株主総会での責任追及などを経て、不正融資の被害者の一部はスルガ銀行と和解した。だが、金融緩和による超低金利が続く中で多くの金融機関が血眼になって融資先を探している。金融単独の発展はもはや望めない時代、地方銀行には旧習を捨てた大変革が必要だ。

19年6月のスルガ銀行株主総会で議長席に詰め寄る不正融資の被害者(写真=スルガ銀行・スマートデイズ被害者同盟提供)

 2019年6月26日。スルガ銀が静岡県沼津市で開いた定時株主総会は冒頭からヤジと拍手が交錯し荒れに荒れた。スルガ銀行・スマートデイズ(SS)被害者同盟の参加者約200人が単元株を取得して株主総会に乗り込んだためだ。
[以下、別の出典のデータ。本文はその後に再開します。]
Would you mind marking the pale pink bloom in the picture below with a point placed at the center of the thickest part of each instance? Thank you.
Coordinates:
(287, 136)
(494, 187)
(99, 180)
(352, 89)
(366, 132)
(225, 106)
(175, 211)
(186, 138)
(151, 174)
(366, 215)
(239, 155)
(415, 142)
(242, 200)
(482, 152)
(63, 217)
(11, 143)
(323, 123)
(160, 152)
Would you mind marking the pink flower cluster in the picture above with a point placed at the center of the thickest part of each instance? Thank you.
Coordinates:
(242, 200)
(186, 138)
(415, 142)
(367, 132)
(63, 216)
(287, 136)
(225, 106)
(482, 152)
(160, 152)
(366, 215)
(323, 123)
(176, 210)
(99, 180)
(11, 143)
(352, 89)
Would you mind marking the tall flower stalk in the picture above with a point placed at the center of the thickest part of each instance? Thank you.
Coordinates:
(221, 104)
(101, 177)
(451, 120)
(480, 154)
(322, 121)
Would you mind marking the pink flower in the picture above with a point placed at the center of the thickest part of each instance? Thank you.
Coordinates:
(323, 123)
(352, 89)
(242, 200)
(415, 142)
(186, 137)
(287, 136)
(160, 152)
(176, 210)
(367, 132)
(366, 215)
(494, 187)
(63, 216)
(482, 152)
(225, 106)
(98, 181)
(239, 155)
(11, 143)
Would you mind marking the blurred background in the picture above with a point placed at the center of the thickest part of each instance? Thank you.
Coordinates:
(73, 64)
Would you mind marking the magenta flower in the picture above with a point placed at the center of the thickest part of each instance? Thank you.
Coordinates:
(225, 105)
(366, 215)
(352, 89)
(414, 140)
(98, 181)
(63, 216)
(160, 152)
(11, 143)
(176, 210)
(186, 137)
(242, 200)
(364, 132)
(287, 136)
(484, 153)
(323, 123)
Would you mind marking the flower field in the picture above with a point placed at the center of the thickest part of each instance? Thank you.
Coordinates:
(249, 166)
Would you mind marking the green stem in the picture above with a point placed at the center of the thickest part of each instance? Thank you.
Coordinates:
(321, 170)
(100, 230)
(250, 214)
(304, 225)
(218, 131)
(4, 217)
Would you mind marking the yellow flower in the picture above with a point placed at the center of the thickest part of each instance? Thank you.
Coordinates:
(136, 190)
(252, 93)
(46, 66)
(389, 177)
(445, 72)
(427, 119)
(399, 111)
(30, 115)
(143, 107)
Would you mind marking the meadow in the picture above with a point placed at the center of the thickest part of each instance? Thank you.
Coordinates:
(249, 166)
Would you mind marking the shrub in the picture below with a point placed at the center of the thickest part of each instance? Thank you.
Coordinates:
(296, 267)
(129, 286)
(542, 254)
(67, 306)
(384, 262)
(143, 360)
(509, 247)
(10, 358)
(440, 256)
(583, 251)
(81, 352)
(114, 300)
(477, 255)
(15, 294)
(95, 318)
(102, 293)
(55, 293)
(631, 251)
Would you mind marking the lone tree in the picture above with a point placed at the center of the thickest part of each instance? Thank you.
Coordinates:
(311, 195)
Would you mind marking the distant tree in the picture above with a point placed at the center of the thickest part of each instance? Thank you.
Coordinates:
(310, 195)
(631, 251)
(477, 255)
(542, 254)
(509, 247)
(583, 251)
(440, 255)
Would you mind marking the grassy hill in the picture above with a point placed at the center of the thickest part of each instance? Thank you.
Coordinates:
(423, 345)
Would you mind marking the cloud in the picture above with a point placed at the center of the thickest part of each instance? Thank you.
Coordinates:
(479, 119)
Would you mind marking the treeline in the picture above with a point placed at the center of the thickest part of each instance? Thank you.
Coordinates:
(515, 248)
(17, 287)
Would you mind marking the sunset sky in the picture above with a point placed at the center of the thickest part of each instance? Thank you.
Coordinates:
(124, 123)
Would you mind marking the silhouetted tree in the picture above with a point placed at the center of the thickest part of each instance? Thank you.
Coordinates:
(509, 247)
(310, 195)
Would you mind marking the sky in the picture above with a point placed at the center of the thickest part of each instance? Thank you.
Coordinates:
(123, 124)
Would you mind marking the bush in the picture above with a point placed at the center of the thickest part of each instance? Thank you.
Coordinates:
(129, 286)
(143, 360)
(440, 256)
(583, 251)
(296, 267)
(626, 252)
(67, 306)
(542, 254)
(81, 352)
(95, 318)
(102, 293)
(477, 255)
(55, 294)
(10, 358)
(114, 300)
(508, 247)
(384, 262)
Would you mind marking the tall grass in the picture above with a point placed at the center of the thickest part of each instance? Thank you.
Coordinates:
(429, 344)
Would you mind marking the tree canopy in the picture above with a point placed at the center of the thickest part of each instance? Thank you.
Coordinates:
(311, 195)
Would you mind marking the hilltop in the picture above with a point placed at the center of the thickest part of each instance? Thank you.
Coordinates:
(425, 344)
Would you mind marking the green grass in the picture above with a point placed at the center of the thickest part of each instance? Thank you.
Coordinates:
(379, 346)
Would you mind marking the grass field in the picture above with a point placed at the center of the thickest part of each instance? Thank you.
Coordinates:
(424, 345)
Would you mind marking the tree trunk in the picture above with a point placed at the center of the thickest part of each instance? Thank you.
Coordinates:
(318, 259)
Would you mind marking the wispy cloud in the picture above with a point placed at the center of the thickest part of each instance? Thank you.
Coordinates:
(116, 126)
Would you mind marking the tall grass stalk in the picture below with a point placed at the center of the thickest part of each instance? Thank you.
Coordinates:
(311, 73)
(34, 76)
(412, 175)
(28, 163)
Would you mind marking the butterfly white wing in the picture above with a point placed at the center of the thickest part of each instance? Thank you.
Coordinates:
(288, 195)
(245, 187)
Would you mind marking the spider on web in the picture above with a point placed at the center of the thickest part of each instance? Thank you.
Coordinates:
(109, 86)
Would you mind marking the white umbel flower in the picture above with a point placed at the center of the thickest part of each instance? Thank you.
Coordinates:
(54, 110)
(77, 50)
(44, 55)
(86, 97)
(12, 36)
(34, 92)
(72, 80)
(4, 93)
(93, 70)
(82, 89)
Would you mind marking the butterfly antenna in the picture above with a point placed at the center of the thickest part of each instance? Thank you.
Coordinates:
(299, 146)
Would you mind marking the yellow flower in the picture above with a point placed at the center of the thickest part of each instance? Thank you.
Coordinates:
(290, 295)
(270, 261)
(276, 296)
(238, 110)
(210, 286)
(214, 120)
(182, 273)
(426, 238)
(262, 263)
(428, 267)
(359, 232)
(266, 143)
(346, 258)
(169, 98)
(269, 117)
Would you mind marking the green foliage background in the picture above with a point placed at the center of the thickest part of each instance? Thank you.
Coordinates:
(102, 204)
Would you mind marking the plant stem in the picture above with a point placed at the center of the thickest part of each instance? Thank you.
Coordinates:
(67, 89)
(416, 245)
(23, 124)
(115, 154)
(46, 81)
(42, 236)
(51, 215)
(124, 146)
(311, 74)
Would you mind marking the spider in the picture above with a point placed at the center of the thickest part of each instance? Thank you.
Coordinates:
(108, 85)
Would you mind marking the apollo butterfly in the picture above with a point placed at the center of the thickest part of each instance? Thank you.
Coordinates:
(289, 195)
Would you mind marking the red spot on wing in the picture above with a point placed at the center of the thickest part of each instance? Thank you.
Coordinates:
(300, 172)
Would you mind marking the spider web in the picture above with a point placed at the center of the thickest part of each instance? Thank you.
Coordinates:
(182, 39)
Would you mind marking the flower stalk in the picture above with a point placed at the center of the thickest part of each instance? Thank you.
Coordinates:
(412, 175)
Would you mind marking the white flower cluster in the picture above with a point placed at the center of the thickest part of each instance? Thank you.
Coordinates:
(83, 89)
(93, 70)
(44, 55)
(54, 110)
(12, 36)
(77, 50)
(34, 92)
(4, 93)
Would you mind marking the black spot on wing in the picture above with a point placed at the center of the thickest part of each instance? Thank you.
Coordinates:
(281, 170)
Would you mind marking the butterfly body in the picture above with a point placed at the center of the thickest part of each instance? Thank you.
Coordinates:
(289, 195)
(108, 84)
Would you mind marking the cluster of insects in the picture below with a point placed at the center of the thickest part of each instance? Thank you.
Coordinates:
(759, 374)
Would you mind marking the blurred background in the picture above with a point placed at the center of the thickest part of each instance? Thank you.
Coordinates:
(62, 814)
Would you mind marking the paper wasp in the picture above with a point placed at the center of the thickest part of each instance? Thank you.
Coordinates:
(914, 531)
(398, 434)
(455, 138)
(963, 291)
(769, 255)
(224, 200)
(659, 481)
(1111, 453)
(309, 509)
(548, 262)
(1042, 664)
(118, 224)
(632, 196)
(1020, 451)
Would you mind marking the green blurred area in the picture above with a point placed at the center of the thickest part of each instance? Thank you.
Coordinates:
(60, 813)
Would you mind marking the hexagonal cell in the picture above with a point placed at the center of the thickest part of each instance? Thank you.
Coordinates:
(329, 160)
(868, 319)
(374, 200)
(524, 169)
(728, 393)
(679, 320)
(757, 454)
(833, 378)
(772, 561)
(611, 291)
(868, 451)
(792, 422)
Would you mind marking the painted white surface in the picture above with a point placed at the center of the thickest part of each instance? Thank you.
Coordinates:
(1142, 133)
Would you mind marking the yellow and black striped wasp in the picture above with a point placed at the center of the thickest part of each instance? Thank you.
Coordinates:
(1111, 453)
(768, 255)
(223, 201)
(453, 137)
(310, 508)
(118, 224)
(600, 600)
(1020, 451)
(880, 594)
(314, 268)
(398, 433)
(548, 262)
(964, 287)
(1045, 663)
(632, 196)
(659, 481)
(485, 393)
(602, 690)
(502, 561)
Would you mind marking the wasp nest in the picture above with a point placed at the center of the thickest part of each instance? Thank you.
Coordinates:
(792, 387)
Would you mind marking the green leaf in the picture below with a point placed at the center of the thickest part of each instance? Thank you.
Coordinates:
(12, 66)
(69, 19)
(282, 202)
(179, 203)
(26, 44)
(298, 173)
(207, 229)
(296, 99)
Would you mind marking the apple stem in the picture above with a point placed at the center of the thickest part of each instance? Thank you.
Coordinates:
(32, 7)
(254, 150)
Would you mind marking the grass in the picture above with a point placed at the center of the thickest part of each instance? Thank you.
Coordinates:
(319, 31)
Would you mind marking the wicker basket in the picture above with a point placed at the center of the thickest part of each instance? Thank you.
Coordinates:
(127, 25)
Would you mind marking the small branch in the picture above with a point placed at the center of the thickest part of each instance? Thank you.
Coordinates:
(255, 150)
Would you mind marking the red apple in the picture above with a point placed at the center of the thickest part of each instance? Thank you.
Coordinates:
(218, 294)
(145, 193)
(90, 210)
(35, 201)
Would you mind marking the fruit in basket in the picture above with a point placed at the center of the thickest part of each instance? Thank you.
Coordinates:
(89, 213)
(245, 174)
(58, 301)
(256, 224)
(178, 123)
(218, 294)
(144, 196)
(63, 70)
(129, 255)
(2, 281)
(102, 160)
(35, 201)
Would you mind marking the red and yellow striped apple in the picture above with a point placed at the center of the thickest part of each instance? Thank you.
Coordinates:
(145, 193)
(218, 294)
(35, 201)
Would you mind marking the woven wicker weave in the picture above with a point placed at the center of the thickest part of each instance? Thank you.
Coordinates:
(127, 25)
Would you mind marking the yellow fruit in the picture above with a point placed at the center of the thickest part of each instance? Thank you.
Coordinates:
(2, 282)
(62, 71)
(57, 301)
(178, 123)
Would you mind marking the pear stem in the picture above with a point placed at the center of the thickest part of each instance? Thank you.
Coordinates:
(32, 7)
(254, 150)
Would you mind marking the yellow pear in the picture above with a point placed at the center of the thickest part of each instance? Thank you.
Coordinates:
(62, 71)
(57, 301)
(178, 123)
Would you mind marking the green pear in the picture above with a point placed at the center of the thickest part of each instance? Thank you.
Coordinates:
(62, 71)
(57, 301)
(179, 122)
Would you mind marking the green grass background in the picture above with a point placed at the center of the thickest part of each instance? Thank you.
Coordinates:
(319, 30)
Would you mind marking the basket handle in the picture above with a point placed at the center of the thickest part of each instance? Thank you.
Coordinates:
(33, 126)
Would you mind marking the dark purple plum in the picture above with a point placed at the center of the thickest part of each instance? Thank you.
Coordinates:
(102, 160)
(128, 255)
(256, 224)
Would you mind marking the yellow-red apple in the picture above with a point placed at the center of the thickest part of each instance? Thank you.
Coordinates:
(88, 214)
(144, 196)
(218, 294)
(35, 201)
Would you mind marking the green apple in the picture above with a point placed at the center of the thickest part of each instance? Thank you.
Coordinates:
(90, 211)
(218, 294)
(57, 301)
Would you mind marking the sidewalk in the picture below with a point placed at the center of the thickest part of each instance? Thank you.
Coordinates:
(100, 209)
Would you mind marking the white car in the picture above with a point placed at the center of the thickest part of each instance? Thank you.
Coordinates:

 議長を務めたのは18年9月に就任した有国三知男社長。この時点で既に第三者委員会による調査報告書が公表されており、スルガ銀による組織的な不正融資が明らかになっていた。3時間22分に及んだ審議では、株主となった被害者から、投資用不動産の不正融資に関する質問が何度も繰り返された。

 株主総会は本来、株主が会社により良い経営を求める場だ。SS被害者同盟では、ここで不正融資の被害者救済を訴えることに慎重論もあった。

 しかし、SS被害弁護団の団長を務める河合弘之弁護士は「私たちは会社側が不正融資の問題を解決しない限り、組織として再建できないと分からせる目的で臨んでいた」と話す。採決を強行して株主総会を終了させたスルガ銀に対し、壇上の議長席まで詰め寄って抗議する被害者もいた。被害者らが抗議を繰り返した結果、スルガ銀はシェアハウスローンの債務者との本格的な和解に向けて態度を軟化し始めた。

 SS被害者同盟は株主総会への参加以外にも様々な手を打った。その一つが国会議員への陳情を通じ、国の問題として取り上げてもらう戦略だ。